Loren catalogued the smudges of black oil still marking her face, grey metal and olive skin alike. She took in the faint shadows of her bared collarbones, the tense slant of her lips. The shoulder of her hoodie rested strangely, like it wasn’t resting on a shoulder so much as the skeleton of one. Loren remembered what Max had said about the accident nearly severing her arm, and wondered how accurate that thought had been.

“This way,” she replied with a jerk of her head, and they set off down the street.

They walked in a silence which Loren wasn’t sure was comfortable. Around the end of the block, it started to rain, a cold, dejected drizzle which only made Loren’s mediocre mood worse. She flipped her broad wool collar up against the back of her neck, Max tugged her hood up over her head, and they both tugged their warm layers more tightly around themselves and walked on.

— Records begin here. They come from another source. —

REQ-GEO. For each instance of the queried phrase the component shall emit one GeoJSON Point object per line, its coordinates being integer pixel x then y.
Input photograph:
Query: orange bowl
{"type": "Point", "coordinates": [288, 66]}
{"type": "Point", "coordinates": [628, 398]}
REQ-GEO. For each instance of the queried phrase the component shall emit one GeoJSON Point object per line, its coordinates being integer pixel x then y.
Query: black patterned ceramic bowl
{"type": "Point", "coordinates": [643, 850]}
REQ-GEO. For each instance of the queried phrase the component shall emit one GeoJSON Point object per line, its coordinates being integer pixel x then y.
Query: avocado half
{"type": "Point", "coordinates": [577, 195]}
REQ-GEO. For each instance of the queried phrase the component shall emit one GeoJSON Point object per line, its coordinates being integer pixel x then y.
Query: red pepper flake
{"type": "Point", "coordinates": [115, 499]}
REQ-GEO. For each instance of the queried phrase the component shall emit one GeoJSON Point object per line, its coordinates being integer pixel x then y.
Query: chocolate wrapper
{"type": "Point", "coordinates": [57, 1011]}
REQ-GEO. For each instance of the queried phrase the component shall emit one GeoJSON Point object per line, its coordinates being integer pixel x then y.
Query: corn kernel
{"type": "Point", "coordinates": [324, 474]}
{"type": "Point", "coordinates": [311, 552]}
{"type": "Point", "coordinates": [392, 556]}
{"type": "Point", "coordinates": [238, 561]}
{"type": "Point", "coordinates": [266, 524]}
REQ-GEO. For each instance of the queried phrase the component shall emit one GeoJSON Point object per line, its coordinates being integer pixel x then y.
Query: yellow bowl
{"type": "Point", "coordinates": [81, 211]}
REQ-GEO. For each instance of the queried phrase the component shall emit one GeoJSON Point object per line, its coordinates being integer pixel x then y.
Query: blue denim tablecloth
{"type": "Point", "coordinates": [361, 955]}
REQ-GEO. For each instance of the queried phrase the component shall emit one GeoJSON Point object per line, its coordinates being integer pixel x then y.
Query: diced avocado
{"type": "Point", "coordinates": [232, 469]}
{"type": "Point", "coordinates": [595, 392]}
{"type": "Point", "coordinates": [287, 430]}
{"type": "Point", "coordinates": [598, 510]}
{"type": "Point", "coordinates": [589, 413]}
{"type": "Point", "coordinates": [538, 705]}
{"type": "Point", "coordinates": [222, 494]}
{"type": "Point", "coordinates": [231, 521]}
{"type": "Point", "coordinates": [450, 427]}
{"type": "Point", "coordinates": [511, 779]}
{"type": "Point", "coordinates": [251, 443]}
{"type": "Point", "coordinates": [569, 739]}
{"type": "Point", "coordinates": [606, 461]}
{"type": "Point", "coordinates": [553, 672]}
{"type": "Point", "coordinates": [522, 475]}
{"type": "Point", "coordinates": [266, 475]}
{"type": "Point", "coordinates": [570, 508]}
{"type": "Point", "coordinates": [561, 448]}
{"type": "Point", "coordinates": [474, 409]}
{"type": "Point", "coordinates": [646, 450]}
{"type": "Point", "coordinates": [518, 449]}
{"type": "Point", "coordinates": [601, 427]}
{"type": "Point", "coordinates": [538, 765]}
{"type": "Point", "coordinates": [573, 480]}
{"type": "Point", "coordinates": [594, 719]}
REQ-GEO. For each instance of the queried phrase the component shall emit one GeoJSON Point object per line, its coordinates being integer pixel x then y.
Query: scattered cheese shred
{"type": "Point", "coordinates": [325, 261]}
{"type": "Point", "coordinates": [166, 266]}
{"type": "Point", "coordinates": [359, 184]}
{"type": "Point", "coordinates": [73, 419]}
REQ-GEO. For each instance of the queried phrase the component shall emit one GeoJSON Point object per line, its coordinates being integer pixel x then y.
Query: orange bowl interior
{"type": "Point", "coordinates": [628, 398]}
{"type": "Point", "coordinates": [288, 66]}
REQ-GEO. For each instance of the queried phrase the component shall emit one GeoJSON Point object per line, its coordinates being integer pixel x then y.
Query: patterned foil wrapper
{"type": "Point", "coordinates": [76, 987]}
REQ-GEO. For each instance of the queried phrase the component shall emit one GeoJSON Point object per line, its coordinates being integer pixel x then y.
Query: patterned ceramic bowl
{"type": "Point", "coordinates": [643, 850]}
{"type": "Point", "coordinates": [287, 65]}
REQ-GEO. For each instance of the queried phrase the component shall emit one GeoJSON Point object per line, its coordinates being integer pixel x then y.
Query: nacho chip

It was dark enough for all the streetlamps to be on by the time they reached Loren’s apartment, though the walk couldn’t have been longer than half an hour. Loren had veered once, automatically, toward her usual subway station before remembering that cyborgs were prohibited from using the subway; instead, they walked the whole way, Loren shivering intermittently as the rain continued its depressing descent and mulling over the injustices of cyborg law. There was a narrow overhang over Loren’s building door, though; she huddled gratefully under it as her cold-stiff hands fumbled the lock open.

As Loren stepped into the dry warmth of her apartment lobby, Max hesitated in the doorway. “Am I… allowed in?” she asked, as if she’d just remembered she might not be.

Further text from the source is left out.